Imparare a Collaborare: Generazione di Pull Request Organiche tramite Memoria dei Repository Online
Learning to Commit: Generating Organic Pull Requests via Online Repository Memory
March 27, 2026
Autori: Mo Li, L. H. Xu, Qitai Tan, Ting Cao, Yunxin Liu
cs.AI
Abstract
Gli agenti di programmazione basati su modelli linguistici di grandi dimensioni (LLM) ottengono risultati impressionanti su benchmark controllati, ma producono sistematicamente pull request che vengono rifiutate dai maintainer reali. La causa principale non è l'incorrettezza funzionale, ma la mancanza di organicità: il codice generato ignora le convenzioni specifiche del progetto, duplica funzionalità già fornite da API interne e viola i vincoli architetturali impliciti accumulati in anni di sviluppo. Esporre semplicemente un agente all'ultima snapshot del repository non è sufficiente: la snapshot rivela lo stato finale della codebase, ma non i pattern di cambiamento specifici del repository attraverso i quali tale stato è stato raggiunto.

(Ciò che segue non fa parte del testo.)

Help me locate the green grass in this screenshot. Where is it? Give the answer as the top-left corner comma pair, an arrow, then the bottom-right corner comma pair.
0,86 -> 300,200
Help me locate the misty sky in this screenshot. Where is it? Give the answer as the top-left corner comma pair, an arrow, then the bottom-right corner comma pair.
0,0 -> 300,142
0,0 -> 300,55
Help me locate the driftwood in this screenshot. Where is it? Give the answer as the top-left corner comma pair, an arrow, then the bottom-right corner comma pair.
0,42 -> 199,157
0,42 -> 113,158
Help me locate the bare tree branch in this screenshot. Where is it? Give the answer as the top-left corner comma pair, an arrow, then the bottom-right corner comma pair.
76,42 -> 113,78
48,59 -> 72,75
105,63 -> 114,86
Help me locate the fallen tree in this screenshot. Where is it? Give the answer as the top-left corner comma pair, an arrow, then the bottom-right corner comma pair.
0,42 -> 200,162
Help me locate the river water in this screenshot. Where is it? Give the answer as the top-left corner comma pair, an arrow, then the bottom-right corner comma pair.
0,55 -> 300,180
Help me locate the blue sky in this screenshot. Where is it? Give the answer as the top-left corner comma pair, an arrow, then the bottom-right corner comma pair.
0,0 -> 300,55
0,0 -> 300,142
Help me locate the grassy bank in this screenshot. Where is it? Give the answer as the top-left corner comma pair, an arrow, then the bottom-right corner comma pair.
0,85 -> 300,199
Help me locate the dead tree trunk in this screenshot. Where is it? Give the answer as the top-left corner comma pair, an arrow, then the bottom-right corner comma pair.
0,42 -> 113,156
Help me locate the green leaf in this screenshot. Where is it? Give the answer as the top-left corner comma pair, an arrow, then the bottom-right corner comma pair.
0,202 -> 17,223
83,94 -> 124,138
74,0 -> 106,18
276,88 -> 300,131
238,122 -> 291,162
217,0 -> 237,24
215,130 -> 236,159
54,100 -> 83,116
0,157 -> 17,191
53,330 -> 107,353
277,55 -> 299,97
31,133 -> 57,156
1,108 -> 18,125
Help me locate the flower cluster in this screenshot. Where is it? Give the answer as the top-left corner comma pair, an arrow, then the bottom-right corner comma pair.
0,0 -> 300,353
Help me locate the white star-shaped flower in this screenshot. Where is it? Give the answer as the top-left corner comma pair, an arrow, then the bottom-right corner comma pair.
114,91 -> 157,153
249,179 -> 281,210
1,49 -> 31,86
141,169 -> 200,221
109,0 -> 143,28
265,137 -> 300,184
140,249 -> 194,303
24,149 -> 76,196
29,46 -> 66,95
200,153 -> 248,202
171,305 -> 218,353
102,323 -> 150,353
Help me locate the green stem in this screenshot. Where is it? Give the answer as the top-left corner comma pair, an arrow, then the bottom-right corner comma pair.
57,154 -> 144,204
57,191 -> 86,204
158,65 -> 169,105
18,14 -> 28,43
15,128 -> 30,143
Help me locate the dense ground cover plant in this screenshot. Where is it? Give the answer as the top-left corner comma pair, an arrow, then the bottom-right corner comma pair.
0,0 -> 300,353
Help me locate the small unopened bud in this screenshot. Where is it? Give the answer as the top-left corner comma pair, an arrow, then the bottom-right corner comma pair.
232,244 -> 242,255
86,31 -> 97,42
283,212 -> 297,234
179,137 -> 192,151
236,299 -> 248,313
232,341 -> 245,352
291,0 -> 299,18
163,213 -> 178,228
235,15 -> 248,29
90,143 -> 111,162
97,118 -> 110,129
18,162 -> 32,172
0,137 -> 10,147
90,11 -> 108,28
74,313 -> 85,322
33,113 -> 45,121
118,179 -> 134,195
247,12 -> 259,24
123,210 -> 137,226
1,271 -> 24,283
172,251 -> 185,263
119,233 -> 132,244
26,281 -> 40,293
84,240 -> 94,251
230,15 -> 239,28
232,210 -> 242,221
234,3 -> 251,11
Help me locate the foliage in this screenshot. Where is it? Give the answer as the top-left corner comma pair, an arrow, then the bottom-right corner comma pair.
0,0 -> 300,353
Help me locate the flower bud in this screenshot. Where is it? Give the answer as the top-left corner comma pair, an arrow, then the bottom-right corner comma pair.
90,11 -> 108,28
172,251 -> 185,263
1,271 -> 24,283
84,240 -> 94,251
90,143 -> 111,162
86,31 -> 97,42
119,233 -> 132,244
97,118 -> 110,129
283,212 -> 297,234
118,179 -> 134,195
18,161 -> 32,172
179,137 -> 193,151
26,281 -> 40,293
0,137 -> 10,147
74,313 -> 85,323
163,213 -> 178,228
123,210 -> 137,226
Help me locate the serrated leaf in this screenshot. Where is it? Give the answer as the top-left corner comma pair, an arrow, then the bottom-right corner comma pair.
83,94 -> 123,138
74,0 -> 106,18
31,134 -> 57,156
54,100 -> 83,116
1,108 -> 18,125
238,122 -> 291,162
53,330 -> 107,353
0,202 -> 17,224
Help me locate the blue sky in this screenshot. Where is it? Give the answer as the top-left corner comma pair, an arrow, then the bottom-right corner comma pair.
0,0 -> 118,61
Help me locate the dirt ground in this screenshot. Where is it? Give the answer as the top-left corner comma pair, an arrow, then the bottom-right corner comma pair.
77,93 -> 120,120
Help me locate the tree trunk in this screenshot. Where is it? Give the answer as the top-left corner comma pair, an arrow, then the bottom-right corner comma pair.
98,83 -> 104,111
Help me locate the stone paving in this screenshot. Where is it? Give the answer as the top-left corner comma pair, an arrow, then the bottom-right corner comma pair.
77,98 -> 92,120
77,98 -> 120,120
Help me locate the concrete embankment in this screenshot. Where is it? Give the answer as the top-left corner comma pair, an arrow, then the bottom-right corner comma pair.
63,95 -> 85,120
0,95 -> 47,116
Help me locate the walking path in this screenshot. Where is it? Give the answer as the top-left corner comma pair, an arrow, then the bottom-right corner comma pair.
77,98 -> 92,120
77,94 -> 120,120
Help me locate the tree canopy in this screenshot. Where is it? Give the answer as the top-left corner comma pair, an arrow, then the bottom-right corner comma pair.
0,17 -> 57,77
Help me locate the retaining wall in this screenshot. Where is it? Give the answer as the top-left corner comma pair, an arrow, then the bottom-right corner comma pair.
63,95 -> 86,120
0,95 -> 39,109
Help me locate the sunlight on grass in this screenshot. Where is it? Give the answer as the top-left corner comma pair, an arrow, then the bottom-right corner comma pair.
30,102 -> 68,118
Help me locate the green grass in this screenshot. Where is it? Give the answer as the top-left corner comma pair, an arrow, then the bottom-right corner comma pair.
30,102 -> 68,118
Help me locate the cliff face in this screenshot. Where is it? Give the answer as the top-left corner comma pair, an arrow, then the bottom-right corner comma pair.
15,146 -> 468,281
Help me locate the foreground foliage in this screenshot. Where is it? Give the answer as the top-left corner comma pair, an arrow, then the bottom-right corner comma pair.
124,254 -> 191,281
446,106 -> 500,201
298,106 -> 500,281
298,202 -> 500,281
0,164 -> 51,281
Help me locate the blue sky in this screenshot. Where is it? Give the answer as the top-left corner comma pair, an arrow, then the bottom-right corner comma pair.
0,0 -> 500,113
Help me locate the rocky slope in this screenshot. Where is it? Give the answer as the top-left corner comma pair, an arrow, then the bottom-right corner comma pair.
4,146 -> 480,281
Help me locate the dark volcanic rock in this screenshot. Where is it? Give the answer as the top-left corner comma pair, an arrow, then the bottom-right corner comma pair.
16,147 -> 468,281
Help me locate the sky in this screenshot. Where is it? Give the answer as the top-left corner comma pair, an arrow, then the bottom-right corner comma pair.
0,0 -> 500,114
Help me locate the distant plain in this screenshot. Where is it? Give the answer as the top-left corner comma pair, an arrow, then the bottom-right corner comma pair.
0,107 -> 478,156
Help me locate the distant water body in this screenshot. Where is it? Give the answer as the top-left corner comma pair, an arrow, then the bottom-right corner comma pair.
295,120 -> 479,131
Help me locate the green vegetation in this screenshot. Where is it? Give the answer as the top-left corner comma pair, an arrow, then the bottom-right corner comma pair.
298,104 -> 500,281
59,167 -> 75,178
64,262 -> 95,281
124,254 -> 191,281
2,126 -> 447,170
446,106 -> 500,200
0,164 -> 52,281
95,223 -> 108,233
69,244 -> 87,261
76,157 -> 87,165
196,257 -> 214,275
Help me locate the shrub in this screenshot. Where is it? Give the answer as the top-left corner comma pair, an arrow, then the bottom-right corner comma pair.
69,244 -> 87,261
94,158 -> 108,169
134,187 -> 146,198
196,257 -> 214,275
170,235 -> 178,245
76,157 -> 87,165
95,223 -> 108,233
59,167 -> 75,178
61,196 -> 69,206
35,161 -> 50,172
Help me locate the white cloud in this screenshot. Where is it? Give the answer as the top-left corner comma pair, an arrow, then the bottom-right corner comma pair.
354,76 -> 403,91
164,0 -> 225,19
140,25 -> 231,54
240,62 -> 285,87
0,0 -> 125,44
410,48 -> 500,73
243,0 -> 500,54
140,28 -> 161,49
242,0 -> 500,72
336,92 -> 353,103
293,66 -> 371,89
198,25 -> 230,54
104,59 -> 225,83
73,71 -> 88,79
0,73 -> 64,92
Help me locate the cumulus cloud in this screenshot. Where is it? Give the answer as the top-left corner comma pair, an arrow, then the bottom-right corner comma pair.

Introduciamo Learning to Commit, un framework che colma questa lacuna attraverso la Memoria di Repository Online. Dato un repository con una suddivisione cronologica rigorosa, l'agente esegue una riflessione contrastiva supervisionata sui commit precedenti: tenta ciecamente di risolvere ogni issue storica, confronta la sua previsione con il diff oracle e condensa il divario in un insieme in continua crescita di skill - pattern riutilizzabili che catturano lo stile di codifica, l'utilizzo delle API interne e gli invarianti architetturali. Quando arriva una nuova descrizione di PR, l'agente condiziona la sua generazione su queste skill accumulate, producendo cambiamenti radicati nell'evoluzione del progetto stesso piuttosto che in priorità generiche del pre-addestramento. La valutazione viene condotta su pull request future autentiche e già mergeate, che non avrebbero potuto essere viste durante la fase di costruzione delle skill, e abbraccia molteplici dimensioni tra cui correttezza funzionale, coerenza dello stile di codice, tasso di riutilizzo delle API interne e plausibilità delle regioni modificate. Esperimenti su un repository mantenuto da esperti con una ricca cronologia dei commit mostrano che la Memoria di Repository Online migliora efficacemente i punteggi di organicità su task futuri tenuti da parte.
English
Large language model (LLM)-based coding agents achieve impressive results on controlled benchmarks yet routinely produce pull requests that real maintainers reject. The root cause is not functional incorrectness but a lack of organicity: generated code ignores project-specific conventions, duplicates functionality already provided by internal APIs, and violates implicit architectural constraints accumulated over years of development. Simply exposing an agent to the latest repository snapshot is not enough: the snapshot reveals the final state of the codebase, but not the repository-specific change patterns by which that state was reached. We introduce Learning to Commit, a framework that closes this gap through Online Repository Memory. Given a repository with a strict chronological split, the agent performs supervised contrastive reflection on earlier commits: it blindly attempts to resolve each historical issue, compares its prediction against the oracle diff, and distils the gap into a continuously growing set of skills-reusable patterns capturing coding style, internal API usage, and architectural invariants. When a new PR description arrives, the agent conditions its generation on these accumulated skills, producing changes grounded in the project's own evolution rather than generic pretraining priors. Evaluation is conducted on genuinely future, merged pull requests that could not have been seen during the skill-building phase, and spans multiple dimensions including functional correctness, code-style consistency, internal API reuse rate, and modified-region plausibility. Experiments on an expert-maintained repository with rich commit history show that Online Repository Memory effectively improves organicity scores on held-out future tasks.